A 7.5km swim while being stalked by a tiger shark: British diver recalls 'scary' experience

Mr John Craig's boat was swept away due to engine problems and strong currents.


SYDNEY (AFP) - A diver separated from his boat off the coast of Australia said on Sunday (Oct 22) he was lucky to be alive after being forced to swim miles back to shore - shadowed by a large tiger shark.

The spear fisherman, named in local media as Mr John Craig, was underwater off Western Australia state near Shark Bay on Friday when his boat was swept away due to engine problems and strong currents.

"I was trying to splash and scream and shout to get my friend's attention," he told BBC Breakfast. "All of the splashing, I could feel my heart rate up because I was panicking that I had been left, and after about five or 10 minutes of this, I just put my head in the water to check I was still in the same place, and then at arm's reach there was this huge 4-metre tiger shark."

"It was at that moment I realised, I have just got to forget about the boat and go totally into survival mode," said Mr Craig, who is from Sunderland.

"It was easily the biggest tiger shark I've been in the water with and that's saying something, having worked as a dive instructor for over 10 years."

Mr Craig said a sandbar whaler was also closing in on him in the shark-infested waters near Shark Bay as he made the decision to swim back to shore.

"I have to admit that at this point I thought I was gone - four nautical miles out to sea with a huge tiger shark following me.
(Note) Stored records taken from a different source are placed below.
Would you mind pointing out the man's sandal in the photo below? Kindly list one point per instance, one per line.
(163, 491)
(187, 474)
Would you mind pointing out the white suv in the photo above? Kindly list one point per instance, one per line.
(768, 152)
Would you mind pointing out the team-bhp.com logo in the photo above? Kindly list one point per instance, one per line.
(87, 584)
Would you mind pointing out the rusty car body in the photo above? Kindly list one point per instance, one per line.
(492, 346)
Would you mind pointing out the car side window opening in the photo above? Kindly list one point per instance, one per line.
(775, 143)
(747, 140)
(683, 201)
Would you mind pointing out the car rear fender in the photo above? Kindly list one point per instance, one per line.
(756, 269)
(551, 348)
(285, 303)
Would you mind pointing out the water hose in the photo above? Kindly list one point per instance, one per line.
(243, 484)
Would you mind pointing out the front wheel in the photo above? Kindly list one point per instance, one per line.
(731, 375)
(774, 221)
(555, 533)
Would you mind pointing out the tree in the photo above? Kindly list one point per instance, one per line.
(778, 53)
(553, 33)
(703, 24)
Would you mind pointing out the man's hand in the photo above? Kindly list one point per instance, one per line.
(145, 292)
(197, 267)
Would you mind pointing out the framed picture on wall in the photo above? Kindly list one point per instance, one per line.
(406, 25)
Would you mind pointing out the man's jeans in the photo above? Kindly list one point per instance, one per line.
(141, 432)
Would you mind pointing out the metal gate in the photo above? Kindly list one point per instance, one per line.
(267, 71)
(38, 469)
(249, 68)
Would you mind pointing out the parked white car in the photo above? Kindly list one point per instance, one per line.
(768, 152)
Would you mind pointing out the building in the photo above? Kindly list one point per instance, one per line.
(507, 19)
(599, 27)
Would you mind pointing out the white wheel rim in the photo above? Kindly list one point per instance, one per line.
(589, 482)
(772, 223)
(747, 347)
I thought this was it, this is how I'm going to die," he said.

"I just kept my head in the water, watched what the big tiger shark was doing, and it kept coming back towards me. It would circle me and kind of dart in and I just had to use my spear gun to try and fend it off and try and keep it at a safe distance," he recalled.

"The shark would disappear into the gloom then suddenly reappear behind me, just keeping pace with me behind my fins."

Eventually, Mr Craig was spotted from the air and picked up by a boat from the Shark Bay Volunteer Marine Rescue.

Tiger sharks are ranked second only to the great white in terms of attacks on humans, according to the International Shark Attack File from the Florida Museum of Natural History, reported The Guardian.

Mr Craig said of the experience, "... as much as it was scary at the time, I can only reflect on how beautiful that big female tiger shark was."

"It's an absolutely incredible story," Shark Bay Volunteer Marine Rescue commander Greg Ridgley told Perth's Sunday Times.

"He swam at least five miles in shark-infested waters... I just can't believe anybody could do that. It's such a massive effort, in that short timeframe too."

There have been 14 encounters off the nation's vast coastline this year, including the death of a 17-year-old girl mauled by a shark in full view of her parents in Western Australia.

Experts say incidents are increasing as water sports become more popular and baitfish move closer to shore, but fatalities remain rare.